Check if the elements of stack are pairwise sorted in Python

Suppose we have a stack of numbers; we have to check whether values in the stack are pairwise consecutive or not. These pairs can be increasing or decreasing. If the stack has an odd number of values, the top element is left out of a pair. We should retain the original stack content after checking.

To solve this problem, we can use basic stack operations: push, pop and check if the stack is empty.

Example

If the input is like stk = [5, 6, -4, -5, 12, 11, 6, 7, 22], then the output will be True.

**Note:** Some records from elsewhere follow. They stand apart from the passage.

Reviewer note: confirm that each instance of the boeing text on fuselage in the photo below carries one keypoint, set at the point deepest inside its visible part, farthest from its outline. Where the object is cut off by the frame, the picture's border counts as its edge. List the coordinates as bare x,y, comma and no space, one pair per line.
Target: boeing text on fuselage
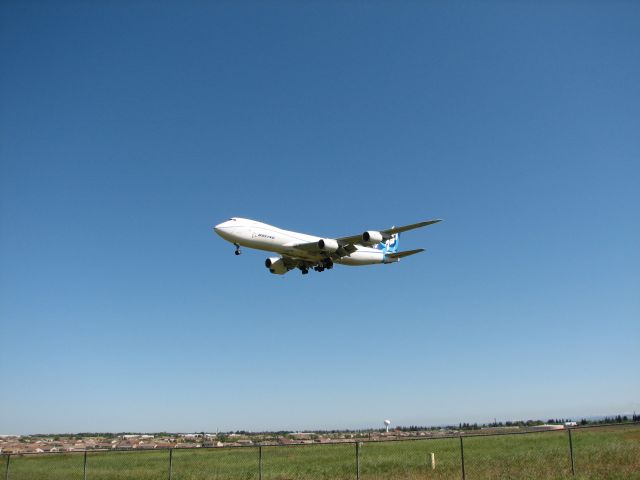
305,252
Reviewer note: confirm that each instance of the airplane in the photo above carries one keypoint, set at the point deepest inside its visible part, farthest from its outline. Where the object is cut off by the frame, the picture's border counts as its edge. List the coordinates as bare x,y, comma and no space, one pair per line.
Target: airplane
298,250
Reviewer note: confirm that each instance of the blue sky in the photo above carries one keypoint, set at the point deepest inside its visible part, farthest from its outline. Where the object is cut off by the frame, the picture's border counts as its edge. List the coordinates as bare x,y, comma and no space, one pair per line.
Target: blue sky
128,131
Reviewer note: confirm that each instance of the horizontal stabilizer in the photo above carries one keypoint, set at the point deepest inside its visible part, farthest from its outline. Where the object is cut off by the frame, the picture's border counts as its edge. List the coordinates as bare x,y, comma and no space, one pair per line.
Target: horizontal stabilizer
406,253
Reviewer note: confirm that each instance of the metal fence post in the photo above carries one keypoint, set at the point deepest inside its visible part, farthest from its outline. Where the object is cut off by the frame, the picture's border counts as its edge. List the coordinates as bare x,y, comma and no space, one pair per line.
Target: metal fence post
573,466
462,457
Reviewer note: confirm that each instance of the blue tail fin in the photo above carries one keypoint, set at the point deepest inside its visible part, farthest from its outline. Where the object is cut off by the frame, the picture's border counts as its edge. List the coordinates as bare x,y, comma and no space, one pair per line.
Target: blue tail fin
391,245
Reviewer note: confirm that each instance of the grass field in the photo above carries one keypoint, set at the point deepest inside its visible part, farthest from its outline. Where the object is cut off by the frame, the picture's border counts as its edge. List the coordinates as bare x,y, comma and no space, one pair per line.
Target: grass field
599,453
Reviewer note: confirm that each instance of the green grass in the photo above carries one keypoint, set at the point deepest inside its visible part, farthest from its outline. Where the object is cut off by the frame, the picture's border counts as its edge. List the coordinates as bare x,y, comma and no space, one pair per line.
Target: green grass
599,453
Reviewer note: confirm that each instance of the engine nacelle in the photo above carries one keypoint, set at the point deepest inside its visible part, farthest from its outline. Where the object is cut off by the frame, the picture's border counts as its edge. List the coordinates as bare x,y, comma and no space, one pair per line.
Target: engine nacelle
276,265
328,245
371,237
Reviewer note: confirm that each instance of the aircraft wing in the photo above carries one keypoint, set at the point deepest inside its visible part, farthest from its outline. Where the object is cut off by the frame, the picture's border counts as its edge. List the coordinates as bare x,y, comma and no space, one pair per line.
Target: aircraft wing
406,253
355,239
347,245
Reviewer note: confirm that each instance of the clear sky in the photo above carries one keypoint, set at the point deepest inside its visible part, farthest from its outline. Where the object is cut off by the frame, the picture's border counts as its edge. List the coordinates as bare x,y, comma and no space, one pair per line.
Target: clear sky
129,129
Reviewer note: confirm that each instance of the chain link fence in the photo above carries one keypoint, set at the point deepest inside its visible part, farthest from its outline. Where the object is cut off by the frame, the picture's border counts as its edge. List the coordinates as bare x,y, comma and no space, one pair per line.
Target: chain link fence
598,452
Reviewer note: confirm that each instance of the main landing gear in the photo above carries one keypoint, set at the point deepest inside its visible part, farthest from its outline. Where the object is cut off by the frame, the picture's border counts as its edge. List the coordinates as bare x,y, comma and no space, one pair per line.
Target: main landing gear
325,264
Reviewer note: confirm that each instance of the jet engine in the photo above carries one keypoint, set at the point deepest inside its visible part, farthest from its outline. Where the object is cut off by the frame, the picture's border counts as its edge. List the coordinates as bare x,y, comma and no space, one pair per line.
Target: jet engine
328,245
371,237
276,265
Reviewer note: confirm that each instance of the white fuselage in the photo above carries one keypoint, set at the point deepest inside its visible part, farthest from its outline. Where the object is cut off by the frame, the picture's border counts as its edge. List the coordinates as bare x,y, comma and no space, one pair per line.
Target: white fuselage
261,236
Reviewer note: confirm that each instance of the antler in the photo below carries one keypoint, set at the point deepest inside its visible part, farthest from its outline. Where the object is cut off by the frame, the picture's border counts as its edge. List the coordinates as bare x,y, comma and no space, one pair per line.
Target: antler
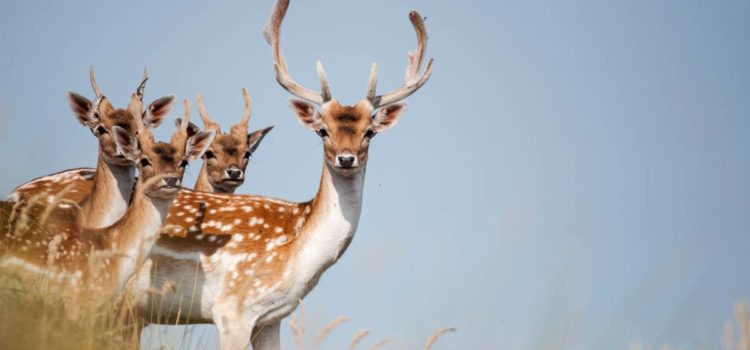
208,123
180,135
271,31
142,87
94,85
412,80
248,107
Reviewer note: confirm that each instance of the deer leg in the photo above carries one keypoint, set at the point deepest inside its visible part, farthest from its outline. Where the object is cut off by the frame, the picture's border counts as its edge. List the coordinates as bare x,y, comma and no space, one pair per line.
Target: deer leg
266,337
235,329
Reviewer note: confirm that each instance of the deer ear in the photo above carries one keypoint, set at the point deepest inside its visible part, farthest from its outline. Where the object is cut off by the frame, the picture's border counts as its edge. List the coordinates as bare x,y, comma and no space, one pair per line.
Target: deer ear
156,111
198,144
388,116
254,138
192,128
306,113
127,145
83,109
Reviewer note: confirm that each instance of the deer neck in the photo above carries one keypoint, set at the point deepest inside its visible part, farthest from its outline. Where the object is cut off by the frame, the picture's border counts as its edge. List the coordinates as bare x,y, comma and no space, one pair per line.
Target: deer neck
332,222
110,194
202,184
133,236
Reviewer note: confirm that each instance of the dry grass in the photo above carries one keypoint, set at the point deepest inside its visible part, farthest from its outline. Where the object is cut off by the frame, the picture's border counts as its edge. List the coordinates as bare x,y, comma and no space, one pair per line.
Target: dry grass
30,306
357,338
327,329
434,337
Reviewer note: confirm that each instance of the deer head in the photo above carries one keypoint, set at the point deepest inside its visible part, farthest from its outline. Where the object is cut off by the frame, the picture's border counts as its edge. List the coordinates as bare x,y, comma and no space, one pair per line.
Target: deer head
101,117
346,130
167,160
226,160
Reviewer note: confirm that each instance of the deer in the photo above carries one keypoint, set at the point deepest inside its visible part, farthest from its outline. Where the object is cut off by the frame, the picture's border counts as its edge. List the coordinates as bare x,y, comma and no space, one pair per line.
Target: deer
104,192
226,161
97,262
245,262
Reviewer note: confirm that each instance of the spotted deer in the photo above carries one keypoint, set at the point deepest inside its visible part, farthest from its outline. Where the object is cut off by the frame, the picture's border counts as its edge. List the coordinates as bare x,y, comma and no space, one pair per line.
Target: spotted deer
225,162
245,262
104,192
96,262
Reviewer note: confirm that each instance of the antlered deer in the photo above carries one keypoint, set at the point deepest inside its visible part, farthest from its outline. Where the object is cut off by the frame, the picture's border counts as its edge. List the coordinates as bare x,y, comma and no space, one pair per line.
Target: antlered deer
93,264
225,162
104,192
245,262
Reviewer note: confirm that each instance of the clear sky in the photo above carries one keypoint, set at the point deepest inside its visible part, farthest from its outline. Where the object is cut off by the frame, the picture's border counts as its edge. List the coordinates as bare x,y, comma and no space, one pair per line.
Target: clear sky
573,176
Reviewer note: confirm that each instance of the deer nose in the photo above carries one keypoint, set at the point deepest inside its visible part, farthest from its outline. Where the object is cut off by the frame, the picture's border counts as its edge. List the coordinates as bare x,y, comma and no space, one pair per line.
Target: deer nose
171,181
346,161
234,174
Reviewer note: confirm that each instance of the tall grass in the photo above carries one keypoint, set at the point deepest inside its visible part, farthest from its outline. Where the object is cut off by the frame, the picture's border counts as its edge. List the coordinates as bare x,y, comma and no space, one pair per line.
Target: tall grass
35,313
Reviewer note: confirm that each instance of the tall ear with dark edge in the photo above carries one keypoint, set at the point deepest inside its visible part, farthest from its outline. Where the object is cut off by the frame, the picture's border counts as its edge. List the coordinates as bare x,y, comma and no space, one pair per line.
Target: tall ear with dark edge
388,116
127,145
156,111
198,144
306,113
83,109
254,138
192,128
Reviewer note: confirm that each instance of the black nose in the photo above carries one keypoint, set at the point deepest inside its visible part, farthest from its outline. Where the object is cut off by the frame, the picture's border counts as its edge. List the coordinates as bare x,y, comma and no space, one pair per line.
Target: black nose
346,161
171,181
234,174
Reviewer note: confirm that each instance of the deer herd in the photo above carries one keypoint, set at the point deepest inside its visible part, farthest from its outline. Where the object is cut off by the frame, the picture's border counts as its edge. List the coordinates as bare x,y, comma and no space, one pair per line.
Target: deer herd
240,262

After removing the top element 22, the pairs are [(7, 6), (11, 12), (-5, -4), (6, 5)] and all are consecutive.

Algorithm

To solve this, we will follow these steps −

• Create a temporary stack by reversing the original stack
• Clear the original stack
• Set flag to True
• While temp stack has more than 1 element:
  • Pop two elements and check if their absolute difference is 1
  • If not consecutive, set flag to False
  • Push both elements back to original stack
• If one element remains in temp, push it to original stack
• Return flag

Implementation

def solve(stk):
    temp = stk[::-1]
    stk.clear()
    
    flag = True
    while len(temp) > 1: 
        item_first = temp[-1] 
        temp.pop() 
        item_second = temp[-1] 
        temp.pop() 
        
        if abs(item_first - item_second) != 1: 
            flag = False
        
        stk.append(item_first) 
        stk.append(item_second)
    
    if len(temp) == 1: 
        stk.append(temp[-1]) 
    
    return flag

# Test the function
stk = [5, 6, -4, -5, 12, 11, 6, 7, 22]
result = solve(stk)
print("Are elements pairwise consecutive?", result)
print("Original stack restored:", stk)

Are elements pairwise consecutive? True
Original stack restored: [5, 6, -4, -5, 12, 11, 6, 7, 22]

How It Works

The algorithm processes pairs from the bottom of the stack upward. For the stack [5, 6, -4, -5, 12, 11, 6, 7, 22]:

• Top element 22 is left unpaired (odd number of elements)
• Pairs checked: (7,6), (11,12), (-5,-4), (6,5)
• All pairs have absolute difference of 1, so result is True
• Original stack is restored after processing

Alternative Example

# Example with non-consecutive pairs
stk2 = [1, 3, 5, 6, 8, 10]
result2 = solve(stk2)
print("Are elements pairwise consecutive?", result2)
print("Stack content:", stk2)

Are elements pairwise consecutive? False
Stack content: [1, 3, 5, 6, 8, 10]

Conclusion

This algorithm efficiently checks if stack elements form pairwise consecutive numbers while preserving the original stack. The time complexity is O(n) and space complexity is O(n) for the temporary stack.